My post is at the end. -- RFK]
On Sep 30, 11:42 pm, lina <
lina....@googlemail.com> wrote:> On 29
> Thanks for your answer. But the formular you presented should be the
> formular of the weighted sample variance and corresponing weighted
> sample standard deviation (like given in Wikipedia:
>
http://en.wikipedia.org/wiki/Weighted_mean). I computed the
> corresponding value on my data set and the result had the expected
> size for a sample variance.
>
> My problem is that I need the standard error of the mean. Without
> weighting, I would take the sample standard deviation divided by the
> square root of the number of observations. But what do I do in case
> of weighting? I am not sure what the denominator should be.
For a weighted mean and variance computed as in the wikipedia
article, the standard error of the weighted mean is s/sqrt(n'),
where s is the weighted s.d., n' = V1^2/V2, and V1 & V2 are as in
the article. The df would be n' - 1. n' is the "effective sample
size" and is conceptually the same as Simpson's Reciprocal Index
of Diversity.
However, the variance described in the wikipedia article (and the
standard error I just gave) may not be what you should be using. The
precision of your mean, weighted or not, depends on how precisely
each of the values that are averaged estimates its own age-sex
subpopulation mean. The sizes of the differences between the
subpopulations do not matter. In Ted's expression for the weighted
variance, each term Si^2 should be understood as being (an estimate
of) the true variance of subpopulation i, divided by the number of
scores that enter into your sample mean for that subpopulation.

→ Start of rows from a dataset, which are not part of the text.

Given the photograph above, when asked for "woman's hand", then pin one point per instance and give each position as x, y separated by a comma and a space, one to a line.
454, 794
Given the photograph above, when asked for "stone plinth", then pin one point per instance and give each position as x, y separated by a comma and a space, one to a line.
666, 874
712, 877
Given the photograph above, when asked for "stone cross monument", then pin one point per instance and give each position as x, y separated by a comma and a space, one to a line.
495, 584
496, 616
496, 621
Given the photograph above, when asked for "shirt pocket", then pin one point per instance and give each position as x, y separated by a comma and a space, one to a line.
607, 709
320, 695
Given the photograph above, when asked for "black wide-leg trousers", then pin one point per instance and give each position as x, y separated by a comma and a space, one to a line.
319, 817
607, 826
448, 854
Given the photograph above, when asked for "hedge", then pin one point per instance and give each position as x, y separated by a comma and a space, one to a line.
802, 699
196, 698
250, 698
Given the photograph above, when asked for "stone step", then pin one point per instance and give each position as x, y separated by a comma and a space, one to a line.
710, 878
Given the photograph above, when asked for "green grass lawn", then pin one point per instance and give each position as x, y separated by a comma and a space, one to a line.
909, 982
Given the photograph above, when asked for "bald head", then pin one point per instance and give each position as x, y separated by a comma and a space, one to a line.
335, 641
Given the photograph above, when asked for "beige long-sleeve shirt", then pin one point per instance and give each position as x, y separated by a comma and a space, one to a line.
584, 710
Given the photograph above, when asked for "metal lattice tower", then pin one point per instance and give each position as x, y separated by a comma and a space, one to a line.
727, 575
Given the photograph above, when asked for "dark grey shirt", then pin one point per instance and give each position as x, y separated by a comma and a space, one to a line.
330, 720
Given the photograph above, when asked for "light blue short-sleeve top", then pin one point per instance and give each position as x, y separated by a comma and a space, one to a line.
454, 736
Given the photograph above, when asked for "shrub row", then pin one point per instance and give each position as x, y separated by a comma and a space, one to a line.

Why? Because the model that underlies the wikipedia "Weighted sample
variance" section is not the same as the model used in previous
sections. The model that underlies the weighted variance section is
that X1,...,Xn are independent identically distributed observations
from a population with mean mu and variance sigma^2, whereas the
nmodel that is appropriate for your data is that the Xi are
independent but not identically distributed: each Xi comes from
a population with its own mean mu_i and variance sigma_i^2.